В том, что огромный дом получил французское имя, не было ничего удивительного: первая встреча Цезарии и Джефферсона состоялась в одном из блистательных парижских салонов. Но само название... На этот счет у меня есть два соображения. Первое, и наиболее очевидное, заключается в том, что дом в определенном смысле являлся порождением вспыхнувшего между ними чувства, если хотите, их детищем, отсюда и имя. А второе — дом, так сказать, являлся отпрыском архитектурного родителя, особняка, который Джефферсон выстроил для себя в Монтичелло; в это здание он щедро вкладывал свой талант на протяжении большей части своей жизни. Впрочем, размерами потомок превосходит предка примерно в три раза (площадь дома в Монтичелло составляет одиннадцать тысяч квадратных футов, а площадь «L'Enfant», по моим подсчетам, превышает тридцать четыре тысячи), к тому же дом моей мачехи окружен небольшими зданиями, в коих располагаются всякого рода службы, в то время как дом Джефферсона стоит в одиночестве, пряча под одной крышей комнаты для рабов и прислуги, кухню и прочие бытовые помещения. Но во всех прочих отношениях в этих домах много общего. Оба они напоминают греческий храм Афины Паллады, украшены двойными портиками и венчаются восьмиугольным куполом, и в том и в другом просторные комнаты с высокими потолками и множеством окон, и оба скорее практичны, нежели роскошны. К этому стоит добавить, что эти дома, как я уже имел возможность заметить, являются детищем большого доверия и большой любви.
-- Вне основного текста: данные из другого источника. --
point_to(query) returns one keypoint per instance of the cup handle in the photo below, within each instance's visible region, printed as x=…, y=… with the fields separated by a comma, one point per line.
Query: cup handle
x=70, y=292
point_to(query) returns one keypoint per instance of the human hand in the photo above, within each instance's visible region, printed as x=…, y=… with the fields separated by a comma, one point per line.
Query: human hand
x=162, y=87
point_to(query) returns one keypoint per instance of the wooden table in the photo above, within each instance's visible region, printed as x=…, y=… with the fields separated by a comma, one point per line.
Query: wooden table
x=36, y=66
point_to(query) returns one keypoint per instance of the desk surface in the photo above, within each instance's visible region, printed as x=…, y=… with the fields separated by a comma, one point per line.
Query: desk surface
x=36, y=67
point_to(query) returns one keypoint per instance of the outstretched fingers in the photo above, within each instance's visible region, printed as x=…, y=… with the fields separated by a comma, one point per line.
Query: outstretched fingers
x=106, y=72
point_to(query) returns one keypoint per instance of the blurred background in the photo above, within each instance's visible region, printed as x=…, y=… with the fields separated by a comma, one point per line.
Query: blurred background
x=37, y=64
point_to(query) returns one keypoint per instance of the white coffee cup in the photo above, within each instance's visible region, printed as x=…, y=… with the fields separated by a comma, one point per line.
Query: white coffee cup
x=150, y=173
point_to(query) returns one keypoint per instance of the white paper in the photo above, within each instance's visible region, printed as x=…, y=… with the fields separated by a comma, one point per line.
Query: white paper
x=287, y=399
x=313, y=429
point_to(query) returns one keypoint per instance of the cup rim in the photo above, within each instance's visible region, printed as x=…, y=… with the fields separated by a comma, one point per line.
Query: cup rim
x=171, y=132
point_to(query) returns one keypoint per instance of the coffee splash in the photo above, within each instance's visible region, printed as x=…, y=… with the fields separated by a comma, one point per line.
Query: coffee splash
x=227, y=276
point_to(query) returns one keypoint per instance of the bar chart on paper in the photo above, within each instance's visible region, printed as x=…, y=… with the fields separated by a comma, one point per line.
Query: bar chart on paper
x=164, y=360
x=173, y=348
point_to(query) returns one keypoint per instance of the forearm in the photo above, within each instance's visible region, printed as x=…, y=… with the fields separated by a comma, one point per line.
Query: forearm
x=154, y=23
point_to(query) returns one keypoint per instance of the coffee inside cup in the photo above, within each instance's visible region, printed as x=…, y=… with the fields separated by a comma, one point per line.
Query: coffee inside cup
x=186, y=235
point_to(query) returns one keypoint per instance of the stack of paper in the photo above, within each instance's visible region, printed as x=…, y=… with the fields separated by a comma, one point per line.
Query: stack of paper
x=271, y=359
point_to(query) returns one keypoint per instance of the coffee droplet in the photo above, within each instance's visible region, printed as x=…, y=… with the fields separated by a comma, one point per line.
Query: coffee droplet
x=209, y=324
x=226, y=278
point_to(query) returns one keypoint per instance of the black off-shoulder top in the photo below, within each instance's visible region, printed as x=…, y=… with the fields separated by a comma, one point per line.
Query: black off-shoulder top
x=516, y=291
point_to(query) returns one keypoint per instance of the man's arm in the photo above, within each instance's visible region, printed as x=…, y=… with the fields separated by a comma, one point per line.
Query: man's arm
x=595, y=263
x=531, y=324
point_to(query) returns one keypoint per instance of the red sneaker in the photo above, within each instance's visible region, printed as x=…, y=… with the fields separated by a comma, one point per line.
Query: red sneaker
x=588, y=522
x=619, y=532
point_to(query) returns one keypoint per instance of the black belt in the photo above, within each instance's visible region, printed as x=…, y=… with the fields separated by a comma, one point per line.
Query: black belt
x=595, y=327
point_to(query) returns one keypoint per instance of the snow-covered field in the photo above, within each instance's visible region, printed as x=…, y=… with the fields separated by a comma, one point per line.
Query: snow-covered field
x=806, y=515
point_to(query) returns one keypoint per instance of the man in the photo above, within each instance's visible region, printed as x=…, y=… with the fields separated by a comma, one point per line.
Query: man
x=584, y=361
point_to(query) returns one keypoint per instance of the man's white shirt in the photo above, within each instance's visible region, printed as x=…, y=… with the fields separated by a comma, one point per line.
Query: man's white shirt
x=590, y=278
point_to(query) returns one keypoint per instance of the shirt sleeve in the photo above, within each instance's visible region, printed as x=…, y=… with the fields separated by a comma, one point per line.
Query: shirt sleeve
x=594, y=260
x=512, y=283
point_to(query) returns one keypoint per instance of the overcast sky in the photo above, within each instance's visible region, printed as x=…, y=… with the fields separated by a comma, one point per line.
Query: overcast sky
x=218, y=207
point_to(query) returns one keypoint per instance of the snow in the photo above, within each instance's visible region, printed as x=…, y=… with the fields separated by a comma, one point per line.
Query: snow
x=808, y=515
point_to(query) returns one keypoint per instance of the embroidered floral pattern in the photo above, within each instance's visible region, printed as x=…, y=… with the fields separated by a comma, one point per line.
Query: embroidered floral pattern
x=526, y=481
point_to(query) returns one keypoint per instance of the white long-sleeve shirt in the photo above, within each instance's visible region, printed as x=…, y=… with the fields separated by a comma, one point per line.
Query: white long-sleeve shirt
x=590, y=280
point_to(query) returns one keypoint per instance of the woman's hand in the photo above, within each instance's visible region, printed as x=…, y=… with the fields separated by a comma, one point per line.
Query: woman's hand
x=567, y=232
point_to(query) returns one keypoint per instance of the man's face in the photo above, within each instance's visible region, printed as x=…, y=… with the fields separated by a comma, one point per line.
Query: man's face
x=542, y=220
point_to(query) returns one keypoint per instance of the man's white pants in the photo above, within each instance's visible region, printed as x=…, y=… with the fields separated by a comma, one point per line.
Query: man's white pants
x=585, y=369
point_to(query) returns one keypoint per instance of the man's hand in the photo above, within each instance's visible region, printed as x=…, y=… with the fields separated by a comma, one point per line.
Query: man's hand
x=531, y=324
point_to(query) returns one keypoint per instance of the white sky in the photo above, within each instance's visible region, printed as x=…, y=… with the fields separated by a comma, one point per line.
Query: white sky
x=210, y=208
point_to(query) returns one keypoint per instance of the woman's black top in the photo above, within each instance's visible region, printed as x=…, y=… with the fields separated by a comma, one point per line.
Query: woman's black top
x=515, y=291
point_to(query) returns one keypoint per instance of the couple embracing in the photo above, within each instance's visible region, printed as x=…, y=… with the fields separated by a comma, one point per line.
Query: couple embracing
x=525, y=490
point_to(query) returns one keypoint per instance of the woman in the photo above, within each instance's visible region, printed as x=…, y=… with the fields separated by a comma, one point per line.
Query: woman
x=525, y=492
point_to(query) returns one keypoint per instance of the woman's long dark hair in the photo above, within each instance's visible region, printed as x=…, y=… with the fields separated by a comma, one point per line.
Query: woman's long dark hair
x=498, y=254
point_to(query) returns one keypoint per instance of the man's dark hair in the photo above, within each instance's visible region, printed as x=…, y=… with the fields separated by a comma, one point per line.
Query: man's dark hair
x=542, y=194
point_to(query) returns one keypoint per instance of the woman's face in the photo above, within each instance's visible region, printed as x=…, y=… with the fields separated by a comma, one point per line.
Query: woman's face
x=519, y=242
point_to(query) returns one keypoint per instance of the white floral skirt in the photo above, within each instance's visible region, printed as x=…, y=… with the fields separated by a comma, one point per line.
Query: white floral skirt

Однако естественные декорации, окружающие эти здания, существенно разнятся. Монтичелло, как следует из его имени, стоит на горе. A «L'Enfant» расположен в низине — на участке площадью сорок семь акров, юго-восточный конец которого тонет в болотах, а северный зарос лесом, преимущественно сосновым. Дом стоит на невысоком холме, это хоть как-то защищает его от всепроникающей сырости и гниения, которые являются неотъемлемой частью этой местности. Увы, никакое возвышение не способно защитить подвалы от заливания во время проливных дождей, избавить от стужи, царящей в комнатах зимой, и от адской влажности летом. Нет, я не жалуюсь. «L'Enfant» — необычный дом. Иногда мне кажется, что у него есть своя собственная душа. У меня нет ни малейших сомнений, что он способен чувствовать настроения своих обитателей и соответствовать им. Порой, когда в собственном кабинете я предаюсь мрачным мыслям, готов поклясться: комната тоже мрачнеет из сочувствия ко мне. Нет, ничего особенного не происходит — шторы не задергиваются сами собой и пятна на стенах не увеличиваются, — но облик комнаты, бесспорно, становится иным, словно она пытается настроиться со мной на один лад. Так же и в дни, когда я полон радости, или одержим сомнениями, или предаюсь лени. Наверное, таланту Джефферсона удалось наделить дом иллюзией сопереживания. А может, это дело рук Цезарии, ее собственного гения, соединившегося с даром архитектора. Как бы то ни было, это дом знает нас. И подчас я думаю, он знает нас лучше, чем мы сами себя.
Кроме меня, в этом доме обитают три женщины, двое мужчин и еще несколько неопределенных существ.
Что касается женщин, то это, конечно, Цезария и две ее дочери, мои сводные сестры Мариетта и Забрина. Мужчины? Один из них — мой сводный брат Люмен (правда, он живет не в самом доме, а в маленьком домике неподалеку), второй — Дуайт Хадди, он служит у нас дворецким, поваром, а также мастером на все руки, но о нем я расскажу несколько позднее. Помимо них, как я уже сказал, кров с нами разделяет несколько неопределенных существ, количество которых, естественно, также не поддается определению.